Thanks to Baseball-Reference, we can look at the Cubs’ actual, and then expected, winning percentages over the years. And, man, look at this thing going all the way back to the start of divisional play in 1994 (underperforming expected record is bolded):
2014: .342 – .485
2013: .407 – .439
2012: .377 – .403
2011: .438 – .434
2010: .463 – .448
2009: .516 – .523
2008: .602 – .609
2007: .525 – .539
2006: .407 – .431
2005: .488 – .493
2004: .549 – .578
2003: .543 – .527
2002: .414 – .467
2001: .543 – .547
2000: .401 – .424
1999: .414 – .406
1998: .552 – .522
1997: .420 – .455
1996: .469 – .501
1995: .507 – .515
1994: .434 – .457
16 out of the last 21 seasons, the Chicago Cubs’ actual record has been behind what you would expect the record to be, based on the number of runs they’ve scored and given up. And two of the five "outperformed" seasons were basically flat.
That got me thinking so I decided to take it deeper and run the numbers back to 1916. I further broke down numbers against the league averages of Run Differential to 1993 along with Runs scored and Runs Allowed by the other 29 other teams going back to the same date. Win Expectation by Pythagorean Expectation used the modified James formula used by Baseball Reference. I also ran numbers back to 2002 against splits of H/A.

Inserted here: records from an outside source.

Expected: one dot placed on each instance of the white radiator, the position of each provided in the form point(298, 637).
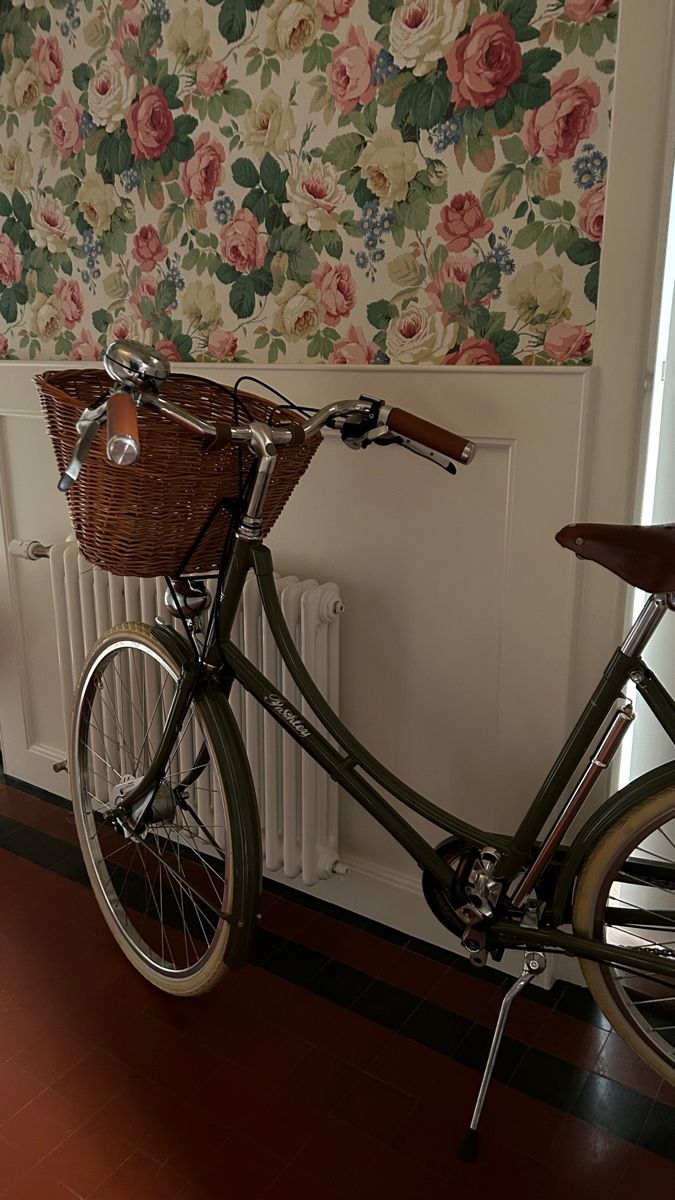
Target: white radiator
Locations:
point(298, 802)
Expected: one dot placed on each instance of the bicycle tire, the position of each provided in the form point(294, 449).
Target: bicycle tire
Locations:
point(613, 987)
point(189, 873)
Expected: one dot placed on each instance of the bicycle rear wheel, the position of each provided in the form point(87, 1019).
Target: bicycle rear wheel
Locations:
point(626, 897)
point(174, 892)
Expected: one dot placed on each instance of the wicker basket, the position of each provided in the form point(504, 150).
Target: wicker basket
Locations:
point(142, 520)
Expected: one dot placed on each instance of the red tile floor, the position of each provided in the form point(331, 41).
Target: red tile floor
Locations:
point(266, 1089)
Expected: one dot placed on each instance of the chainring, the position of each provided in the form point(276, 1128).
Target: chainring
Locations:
point(460, 856)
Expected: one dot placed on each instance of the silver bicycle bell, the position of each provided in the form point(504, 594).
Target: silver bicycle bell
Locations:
point(136, 365)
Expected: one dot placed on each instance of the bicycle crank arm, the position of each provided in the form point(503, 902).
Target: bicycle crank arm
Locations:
point(583, 948)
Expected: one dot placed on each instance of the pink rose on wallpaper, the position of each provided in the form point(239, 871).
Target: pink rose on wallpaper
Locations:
point(473, 352)
point(454, 270)
point(333, 11)
point(583, 10)
point(169, 351)
point(150, 124)
point(127, 31)
point(71, 303)
point(211, 77)
point(336, 291)
point(484, 63)
point(64, 126)
point(566, 341)
point(222, 345)
point(591, 213)
point(202, 173)
point(47, 54)
point(242, 243)
point(10, 262)
point(557, 126)
point(353, 348)
point(84, 349)
point(351, 71)
point(463, 222)
point(147, 249)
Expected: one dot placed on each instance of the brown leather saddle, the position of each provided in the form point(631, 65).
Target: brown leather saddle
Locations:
point(644, 556)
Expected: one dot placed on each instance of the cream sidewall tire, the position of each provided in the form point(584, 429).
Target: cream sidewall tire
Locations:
point(214, 969)
point(593, 874)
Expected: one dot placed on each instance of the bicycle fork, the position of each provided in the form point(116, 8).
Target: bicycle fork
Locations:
point(533, 964)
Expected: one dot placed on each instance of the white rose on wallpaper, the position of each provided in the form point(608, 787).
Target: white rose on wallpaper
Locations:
point(23, 85)
point(109, 96)
point(423, 30)
point(388, 163)
point(46, 318)
point(292, 25)
point(16, 169)
point(186, 36)
point(538, 295)
point(97, 202)
point(417, 336)
point(201, 306)
point(51, 226)
point(269, 126)
point(299, 312)
point(315, 197)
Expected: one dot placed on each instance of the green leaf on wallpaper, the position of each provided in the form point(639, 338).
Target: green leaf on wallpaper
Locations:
point(344, 150)
point(483, 279)
point(592, 36)
point(591, 283)
point(501, 189)
point(527, 235)
point(380, 11)
point(513, 150)
point(539, 61)
point(583, 251)
point(302, 256)
point(149, 34)
point(381, 312)
point(232, 19)
point(82, 75)
point(243, 297)
point(234, 100)
point(274, 178)
point(245, 173)
point(519, 12)
point(425, 101)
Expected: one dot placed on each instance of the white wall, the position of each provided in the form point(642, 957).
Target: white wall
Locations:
point(470, 637)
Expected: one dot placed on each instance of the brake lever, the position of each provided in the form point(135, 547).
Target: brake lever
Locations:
point(88, 427)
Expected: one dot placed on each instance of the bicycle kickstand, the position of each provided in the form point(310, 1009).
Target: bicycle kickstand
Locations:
point(533, 965)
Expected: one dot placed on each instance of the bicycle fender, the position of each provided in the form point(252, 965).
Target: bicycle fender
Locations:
point(597, 825)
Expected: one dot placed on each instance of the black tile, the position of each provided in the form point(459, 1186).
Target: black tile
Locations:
point(386, 1005)
point(435, 1027)
point(613, 1107)
point(475, 1048)
point(339, 983)
point(657, 1133)
point(578, 1002)
point(264, 945)
point(549, 1079)
point(296, 963)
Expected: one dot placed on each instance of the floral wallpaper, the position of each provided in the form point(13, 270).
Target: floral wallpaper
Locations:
point(406, 181)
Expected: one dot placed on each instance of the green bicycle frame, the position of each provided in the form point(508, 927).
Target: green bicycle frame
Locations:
point(357, 771)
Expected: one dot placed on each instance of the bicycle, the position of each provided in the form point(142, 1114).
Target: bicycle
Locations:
point(163, 798)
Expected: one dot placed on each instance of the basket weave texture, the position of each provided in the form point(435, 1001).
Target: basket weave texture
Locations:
point(142, 520)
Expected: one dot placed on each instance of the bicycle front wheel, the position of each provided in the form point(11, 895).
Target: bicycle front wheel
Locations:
point(626, 897)
point(169, 889)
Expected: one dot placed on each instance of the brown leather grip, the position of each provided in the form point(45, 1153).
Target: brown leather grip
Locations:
point(124, 444)
point(407, 425)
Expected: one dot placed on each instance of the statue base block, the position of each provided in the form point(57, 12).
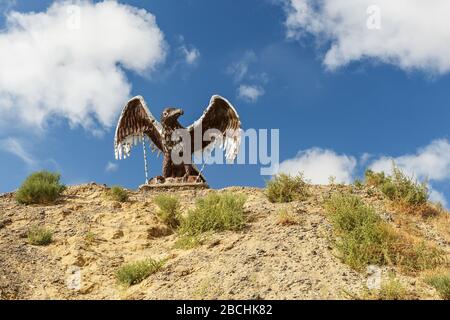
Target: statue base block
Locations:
point(159, 183)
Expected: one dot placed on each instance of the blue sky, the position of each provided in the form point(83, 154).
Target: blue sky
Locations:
point(372, 106)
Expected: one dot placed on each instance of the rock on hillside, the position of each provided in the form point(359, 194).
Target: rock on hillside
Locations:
point(93, 237)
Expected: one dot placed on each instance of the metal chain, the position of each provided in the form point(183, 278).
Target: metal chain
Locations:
point(145, 158)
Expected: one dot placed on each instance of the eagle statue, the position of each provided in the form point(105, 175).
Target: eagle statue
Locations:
point(137, 123)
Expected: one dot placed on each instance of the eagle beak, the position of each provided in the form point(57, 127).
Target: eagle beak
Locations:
point(178, 112)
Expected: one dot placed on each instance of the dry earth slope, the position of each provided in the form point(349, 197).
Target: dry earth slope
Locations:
point(94, 236)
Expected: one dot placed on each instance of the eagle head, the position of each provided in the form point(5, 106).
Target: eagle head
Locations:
point(171, 115)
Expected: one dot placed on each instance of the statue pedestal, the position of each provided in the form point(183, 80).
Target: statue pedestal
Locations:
point(174, 183)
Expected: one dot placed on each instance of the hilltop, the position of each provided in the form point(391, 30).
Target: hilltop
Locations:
point(268, 259)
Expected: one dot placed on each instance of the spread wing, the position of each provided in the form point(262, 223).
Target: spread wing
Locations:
point(222, 117)
point(136, 122)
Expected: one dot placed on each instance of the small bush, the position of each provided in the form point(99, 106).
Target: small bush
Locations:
point(215, 212)
point(39, 236)
point(169, 210)
point(441, 282)
point(40, 188)
point(136, 272)
point(285, 188)
point(364, 238)
point(374, 179)
point(399, 187)
point(90, 237)
point(358, 184)
point(393, 289)
point(188, 242)
point(286, 218)
point(117, 193)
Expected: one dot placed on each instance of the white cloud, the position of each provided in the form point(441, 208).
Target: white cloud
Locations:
point(69, 61)
point(431, 162)
point(239, 69)
point(250, 93)
point(438, 197)
point(412, 34)
point(319, 164)
point(111, 167)
point(14, 146)
point(191, 56)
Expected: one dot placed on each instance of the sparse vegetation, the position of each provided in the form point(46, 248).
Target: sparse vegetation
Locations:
point(40, 188)
point(398, 187)
point(169, 210)
point(364, 238)
point(285, 188)
point(90, 237)
point(136, 272)
point(117, 193)
point(358, 184)
point(39, 236)
point(187, 242)
point(215, 212)
point(440, 280)
point(287, 218)
point(391, 289)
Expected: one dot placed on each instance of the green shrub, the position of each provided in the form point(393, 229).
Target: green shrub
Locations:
point(39, 236)
point(441, 282)
point(169, 210)
point(363, 238)
point(285, 188)
point(40, 188)
point(399, 187)
point(287, 218)
point(117, 193)
point(188, 242)
point(136, 272)
point(215, 212)
point(393, 289)
point(358, 184)
point(374, 179)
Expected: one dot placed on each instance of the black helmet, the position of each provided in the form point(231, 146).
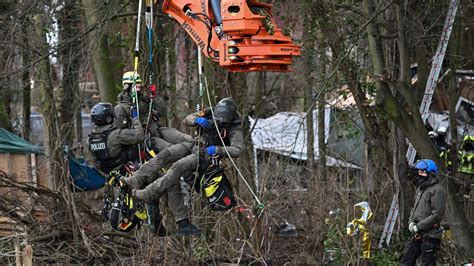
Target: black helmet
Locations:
point(217, 190)
point(225, 110)
point(102, 114)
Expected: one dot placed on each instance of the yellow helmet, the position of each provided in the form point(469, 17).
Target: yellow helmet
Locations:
point(468, 138)
point(129, 77)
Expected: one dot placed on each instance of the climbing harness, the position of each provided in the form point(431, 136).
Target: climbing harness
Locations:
point(435, 70)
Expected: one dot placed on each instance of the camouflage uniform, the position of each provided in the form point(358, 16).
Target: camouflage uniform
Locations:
point(234, 143)
point(162, 137)
point(120, 144)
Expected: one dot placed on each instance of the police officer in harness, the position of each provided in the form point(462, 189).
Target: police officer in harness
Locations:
point(229, 124)
point(112, 147)
point(426, 215)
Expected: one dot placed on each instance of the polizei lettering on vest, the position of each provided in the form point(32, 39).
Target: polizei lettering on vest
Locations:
point(195, 36)
point(97, 146)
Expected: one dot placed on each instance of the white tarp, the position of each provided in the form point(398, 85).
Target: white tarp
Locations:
point(285, 133)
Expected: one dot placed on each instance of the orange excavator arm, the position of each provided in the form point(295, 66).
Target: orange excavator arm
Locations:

The data is suggesting that the Cubs underperformed in the following era's: Overall
- 2002 to 2013, by 2.23 wins average per year! It is an era when they made 3 playoffs births and had winning season 5 out of 12 42% of those seasons),
- 1993 to 2013 the math suggests that they averaged 2.02 less wins when they moved to the NL Central.
- 1992 to 1969 they averaged 0.47 less wins per year.
- 1968- to 1946 they underperformedan average of 0.68 wins per year.
- 1945 to 1916 they underperformed an average of 0.99 wins per year.
- 1916-2013 the entire average is 0.77 per games underperforming per year.
- 66% of the years between 2002-2013 pitching in allowing more runs than the Cubs scored at Wrigley The same ratio of 66% of the time Cubs were also outscored on the road as well.....BUT HERE IS THE KICKER,
- Cubs differential at home was 35.80 runs per year average under their average runs allowed, an average of 0.444 runs per game when playing at home),
- On the road the differential falls to an average of 12.5 per year of less runs scored versus runs allowed (or 0.15 runs per game), which coincidentally falls within the standard deviation for the entire MLB of H/A splits.
- Cubs scored an averaged a total of 341 runs per year when playing at Wrigley between 2002 and 2013 and averaged 340 runs scored when playing on the road game annually making their offense very consistent either venues.
- But the opposition scored an average of 23 more runs annually when at Wrigley per year more than what the Cubs pitching allowed when playing on the road per year.
Finally the math suggests something disquieting for Cubs Fans. Do you want to win, or merely enjoy the confines of Wrigley and root, root for the home team? If I were a Ricketts, and I am now seeking to expand and renovate Wrigley I would demand figure out the following:
- Why is the opposition scoring more runs on our pitchers in Wrigley?
- Why are the Cubs not scoring more runs at home than they are when on the road?
- What factors are under my control? Is is more night games? Is it field dimensions? Is it placement of the bullpen? Is it the proximity of the stands along the outfield to the field giving away outs on foul balls? (You can blame Bartman but really, what if those seats were ten or twelve feet back?) Is it the wind factors? Or are all these factors adding up to a -0.444 run differential?
- Are the unseen facilities for the Cubs players a factor, as in clubhouse amenities, training and pre game preparation, even the feel compared to modern facilities? Because the Pyth Expection appears to be exponential where over the period of 1993-2013 it is 2.02 less wins, but from 2002 to 2013 it is 2.23 less wins per year, ) as with each passing era and new parks coming on line.
- Could these disadvantages also be a factor when the Cubs have been in the playoffs when margins are razor thin?